Stockport Castle was a promontory castle in Stockport, Greater Manchester, England. Historically part of Cheshire, the castle stood within the medieval town, overlooking a ford across the River Mersey. It was first documented in 1173, but the next known reference dates to 1535, when it was already in ruins. The remaining structures were demolished in 1775.

== Location ==
Stockport Castle was an urban castle in the town of Stockport. The medieval town lay on the south side of a valley at the confluence of the rivers Goyt and Tame, where they form the River Mersey. The site of the castle is a 10 m sandstone spur overlooking a ford. The castle was flanked by cliffs or steep slopes on its north, south, and west sides.

== History ==
The first mention of Stockport Castle comes from 1173, when Geoffrey de Costentyn held it against Henry II during the barons' rebellion of 1173–1174. There is a local tradition that de Costentyn was the son of Henry II, Geoffrey II of Brittany; in fact, de Costentyn was a local lord who owned not only the manor of Stockport but also land in Staffordshire and Ireland.

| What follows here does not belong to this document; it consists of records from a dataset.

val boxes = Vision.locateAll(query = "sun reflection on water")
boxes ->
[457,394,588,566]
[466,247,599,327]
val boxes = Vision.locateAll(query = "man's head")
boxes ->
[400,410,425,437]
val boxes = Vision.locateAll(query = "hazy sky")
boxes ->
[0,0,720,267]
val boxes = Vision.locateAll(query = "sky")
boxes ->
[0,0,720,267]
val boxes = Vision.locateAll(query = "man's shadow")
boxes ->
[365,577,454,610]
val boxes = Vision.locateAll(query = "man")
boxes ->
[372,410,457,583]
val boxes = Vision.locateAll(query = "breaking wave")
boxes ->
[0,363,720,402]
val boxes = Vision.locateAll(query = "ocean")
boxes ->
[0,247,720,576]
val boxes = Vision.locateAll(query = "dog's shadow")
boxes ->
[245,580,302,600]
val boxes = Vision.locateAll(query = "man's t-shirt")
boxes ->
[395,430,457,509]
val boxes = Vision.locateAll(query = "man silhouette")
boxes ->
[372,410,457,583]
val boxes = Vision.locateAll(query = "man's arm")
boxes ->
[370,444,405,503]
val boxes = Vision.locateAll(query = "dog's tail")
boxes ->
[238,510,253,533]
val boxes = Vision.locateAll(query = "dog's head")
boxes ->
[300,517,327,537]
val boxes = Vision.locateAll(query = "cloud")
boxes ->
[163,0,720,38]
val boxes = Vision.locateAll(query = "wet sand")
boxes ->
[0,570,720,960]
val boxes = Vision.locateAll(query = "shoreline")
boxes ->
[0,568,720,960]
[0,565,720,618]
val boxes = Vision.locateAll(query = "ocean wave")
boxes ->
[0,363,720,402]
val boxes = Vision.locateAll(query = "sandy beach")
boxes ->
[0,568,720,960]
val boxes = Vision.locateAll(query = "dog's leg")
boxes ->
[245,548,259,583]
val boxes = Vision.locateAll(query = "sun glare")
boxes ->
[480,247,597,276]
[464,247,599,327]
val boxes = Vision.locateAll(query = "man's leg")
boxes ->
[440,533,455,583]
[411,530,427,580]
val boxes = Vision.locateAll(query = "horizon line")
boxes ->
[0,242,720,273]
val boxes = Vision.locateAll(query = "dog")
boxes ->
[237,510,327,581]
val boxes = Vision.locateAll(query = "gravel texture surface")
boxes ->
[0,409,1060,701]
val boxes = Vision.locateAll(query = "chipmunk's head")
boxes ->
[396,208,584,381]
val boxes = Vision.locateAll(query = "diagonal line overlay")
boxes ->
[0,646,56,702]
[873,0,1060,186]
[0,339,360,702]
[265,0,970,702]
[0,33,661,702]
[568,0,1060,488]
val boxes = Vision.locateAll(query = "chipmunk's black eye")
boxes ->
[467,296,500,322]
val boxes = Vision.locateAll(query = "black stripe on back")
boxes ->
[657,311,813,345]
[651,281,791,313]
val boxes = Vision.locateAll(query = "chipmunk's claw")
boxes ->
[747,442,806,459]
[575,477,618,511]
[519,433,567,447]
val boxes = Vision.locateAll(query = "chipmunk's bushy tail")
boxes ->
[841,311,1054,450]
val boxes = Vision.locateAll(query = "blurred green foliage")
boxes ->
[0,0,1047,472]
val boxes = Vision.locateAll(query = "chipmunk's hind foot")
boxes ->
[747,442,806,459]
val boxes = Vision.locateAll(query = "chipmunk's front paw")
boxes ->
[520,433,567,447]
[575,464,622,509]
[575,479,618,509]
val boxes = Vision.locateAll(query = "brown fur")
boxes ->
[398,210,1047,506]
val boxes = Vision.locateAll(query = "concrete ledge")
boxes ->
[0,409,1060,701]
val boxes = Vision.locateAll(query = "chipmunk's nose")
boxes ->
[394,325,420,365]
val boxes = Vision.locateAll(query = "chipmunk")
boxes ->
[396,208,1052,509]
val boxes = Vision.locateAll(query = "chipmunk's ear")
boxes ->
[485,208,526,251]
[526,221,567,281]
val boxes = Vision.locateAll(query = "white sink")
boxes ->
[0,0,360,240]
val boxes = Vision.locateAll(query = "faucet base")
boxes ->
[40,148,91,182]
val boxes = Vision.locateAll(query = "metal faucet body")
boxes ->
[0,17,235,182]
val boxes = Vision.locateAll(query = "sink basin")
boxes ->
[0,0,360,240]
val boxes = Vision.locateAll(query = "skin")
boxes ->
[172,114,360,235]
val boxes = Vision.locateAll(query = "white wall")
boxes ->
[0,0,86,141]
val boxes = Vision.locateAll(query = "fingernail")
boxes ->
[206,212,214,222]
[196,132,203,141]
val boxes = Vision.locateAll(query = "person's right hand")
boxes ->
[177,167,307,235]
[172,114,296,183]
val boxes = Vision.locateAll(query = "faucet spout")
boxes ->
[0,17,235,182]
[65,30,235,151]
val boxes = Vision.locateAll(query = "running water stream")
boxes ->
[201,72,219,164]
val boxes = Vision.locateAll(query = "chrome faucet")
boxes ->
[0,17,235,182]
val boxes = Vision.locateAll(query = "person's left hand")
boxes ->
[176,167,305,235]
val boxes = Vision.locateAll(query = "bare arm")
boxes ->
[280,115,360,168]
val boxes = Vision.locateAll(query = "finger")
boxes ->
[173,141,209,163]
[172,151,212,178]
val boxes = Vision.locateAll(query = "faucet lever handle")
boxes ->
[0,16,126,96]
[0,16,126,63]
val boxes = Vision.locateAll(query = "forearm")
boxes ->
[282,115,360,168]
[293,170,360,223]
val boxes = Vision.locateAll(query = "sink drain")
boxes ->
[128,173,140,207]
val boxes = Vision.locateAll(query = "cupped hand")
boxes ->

The bailey would originally have been defended by a wooden palisade and earthworks; these were replaced by stone walls at the beginning of the 13th century. Two fragments of the wall survive.

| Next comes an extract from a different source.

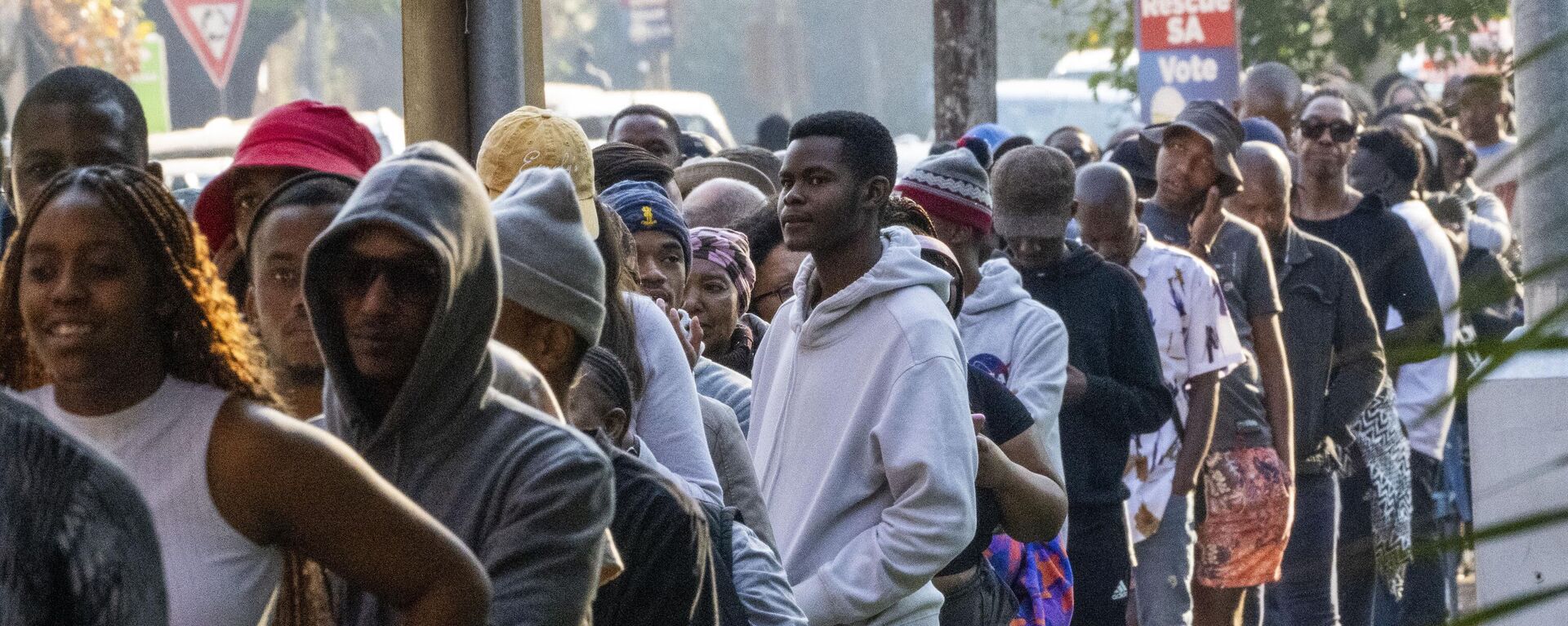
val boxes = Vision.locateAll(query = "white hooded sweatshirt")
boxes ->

Dent suggests that the castle began to decline in the 14th century when the Warren family became Lords of the Manor of Stockport; Stockport was not the only manor the family owned, and they favoured Poynton over Stockport. The castle's abandonment mirrors a wider trend among the castles of the Greater Manchester area; by the 13th century, apart from Dunham Castle, there was no indication of continued activity at any of them. According to the antiquarian John Leland, the castle lay in ruins by 1535. At this time, the gaol was still present and a market was held in the castle's bailey. The grounds had been divided and rented out by the Lord of the manor. The ruins were levelled in 1775 by Sir George Warren, the lord of the manor, and a cotton mill was built on the site. In 1974 excavations of the motte were carried out to establish how long the castle had been occupied.

== Layout ==
A motte-and-bailey castle was a common type of fortification in medieval England. It consisted of an artificial mound, usually surmounted by a tower or keep, with a large defended enclosed area next to the mound that was typically used for storage and barracks. Stockport Castle's motte occupied the site of what is now Castle Yard, previously known as Castle Hill, which influenced the name of the surrounding area. The bailey was situated south-east of the motte. The castle was probably similar in size and shape to sites such as Launceston in Cornwall and Pontefract in West Yorkshire. The keep surmounting the motte was irregularly shaped and, according to plans drawn in 1775 by the Reverend John Watson, a local antiquarian, measured 31 by 60 m. No trace of the keep survives, as the area was levelled in 1775 and again in 1853.